The aim of this project was to understand the distribution and compartmental effects of immune populations and the tissue architecture that underlies them in high grade serous ovarian cancer (HGSOC). The quantitative distribution of three key immune infiltrates was initially assessed in the SEARCH cohort (n=332); CD8+ cytotoxic T-cells, CD45RO+ memory T-cells and CD68+ macrophages. The stromal infiltration of CD68+ (HR = 0.44, p = 3×10−4 ) and CD45RO+ (HR = 0.76, p = 7×10−4 ) cells was positively associated with survival and the positive prognostic value of CD8 + cells increased when the density was averaged across both stroma and tumour compartments(HR = 0.79, p = 6 × 10 −4 ). Multiple correlated immune infiltrates were combined to view patterns across samples.

This analysis was limited to the subset of patients with both tumour and stroma present(n=152). A multi-dimensional view of these immune populations (an ‘immunospace’) was obtained and the principal components of this space were analysed and used to build complex survival models. The largest variation between patient samples was the strength of a coordinated multi-cell immune response that was associated with improved survival (HR = 0.88, p = 0.016).
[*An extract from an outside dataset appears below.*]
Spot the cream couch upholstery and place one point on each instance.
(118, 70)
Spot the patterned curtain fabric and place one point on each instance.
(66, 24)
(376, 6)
Tumour architecture was investigated by deriving metrics from the positions of epithelial cells in samples in the OV04 cohort (n=101). Both multiplexed pancytokeratin(CK), FOXP3 and CD8 staining and H&E serial sections were used for the localisation of epithelial cells. The nearest neighbour distance between epithelial cells was significantly correlated across serial sections (R = 0.65, p = 2.7 × 10 −5 ), between sections from different cores from the same tissue block (R = 0.58, p = 0.00064) and sections from differing tumour sites (R = 0.78, p = 7.8 × 10 −5 ). This measure of epithelial cell packing is therefore tumour-intrinsic.

Correlations were also examined between these structural metrics and the FOXP3 and CD8 immune infiltration. Epithelial CD8 + density was strongly correlated with epithelial nearest neighbour distance (R = 0.91, p = 1 × 10 −14 ) and moderately with border cell percentage and epithelial fraction of the tumour. Regulatory T-cell (FOXP3 + ) infiltration was positively correlated with the number of epithelial clusters across a core.

The conservation of structural measures across tumours and the link between structure and immune infiltrate supported the physical border hypothesis of immune exclusion. It was hypothesised that the link between these two features was collagen deposition. Collagen structure was assessed via dual IF/SHG imaging. Structural metrics were correlated with collagen Energy, Correlation and Coherency features. There was no correlation between these collagen features and immune infiltration.

Imaging Mass Cytometry was carried out on the ICON7 cohort (n=313) to produce a novel data set. Preliminary analyses of these images were carried out to further investigate links between collagen, infiltrates and structure. The thesis presents novel data and numerous novel conclusions regarding the prognostic value of specific immune infiltrate variables and quantitative links between tissue structure and immune response in HGSOC.